In a Big Brother Ruling, NLRB Says Workers Can Be Banned from Interacting Outside the Workplace

8-11-05,10:18am



Aug. 5—In a slap in the face to America’s workers, the Republican-dominated National Labor Relations Board (NLRB) ruled employers can ban off-duty interaction among co-workers—a clear attack on an individual’s right to freedom of association, speech and privacy, according to American Rights at Work, a nonprofit group advocating to restore workers’ freedom to form unions.

The June 7 decision came in the case of Guardsmark, a national security firm that imposed a rule directing employees not to “fraternize on duty or off duty, date or become overly friendly with the client’s employees or with co-employees.” In September 2003, workers filed unfair labor practice charges against Guardsmark, saying the company’s rules inhibited its employees’ rights under federal labor law to form, join or assist unions.
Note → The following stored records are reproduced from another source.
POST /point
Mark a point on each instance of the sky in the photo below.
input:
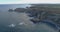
(29, 1)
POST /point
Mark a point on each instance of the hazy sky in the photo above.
(28, 1)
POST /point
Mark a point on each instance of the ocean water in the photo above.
(19, 22)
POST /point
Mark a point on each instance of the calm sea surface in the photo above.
(19, 22)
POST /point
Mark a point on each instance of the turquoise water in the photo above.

Federal labor law allows employers to ban association among co-workers during work hours, but Guardsmark’s regulations banned off-duty association of co-workers as well.

“The NLRB gives employers the green light to invade our privacy and chip away at our most basic rights in the workplace,” says David Bonior, chairman of American Rights at Work.
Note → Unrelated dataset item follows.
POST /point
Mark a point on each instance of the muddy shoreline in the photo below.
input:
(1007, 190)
The Republican majority of the board argued workers likely would interpret the rule as merely a ban on dating, not a prohibition of the association among co-workers protected by the law. But the dissenting member, Democratic-appointee Wilma Liebman, said because the rule already specifies dating, workers logically would understand fraternization to mean something else, such as their freedom to associate and form unions. Bush NLRB Decision Latest in Series of Attacks on Workers’ Basic Rights The Guardsmark decision is the latest in a series of NLRB rulings that restrict workers’ freedom to form unions. Last November, in a partisan 3–2 vote, the board effectively eliminated the right of temporary agency workers to form unions by ruling that temporary agency workers cannot be included in a bargaining unit with permanent employees unless both the temporary agency and the client’s employer consent and the permanent employer consents.

That decision showed the “onerous climate in which the board is increasingly siding with employers over workers and denying workers their federally protected rights to form unions,” said AFL-CIO President John Sweeney.

In July 2004, the board ruled graduate assistants are students, not employees, and not entitled to the protections of federal labor law.

“No flawed labor board decision can erase the fact that the freedom to form unions is a fundamental human right. When the government takes away federally sanctioned avenues to form unions, America’s workers will organize nonetheless,” Sweeney said.

The fallout from that decision already has begun. New York University (NYU) officials announced Aug. 5 they would no longer recognize UAW Local 2110 as the bargaining representative for about 1,000 graduate assistants when the current contract expires Aug. 31. NYU was the first private university to recognize a union for graduate assistants.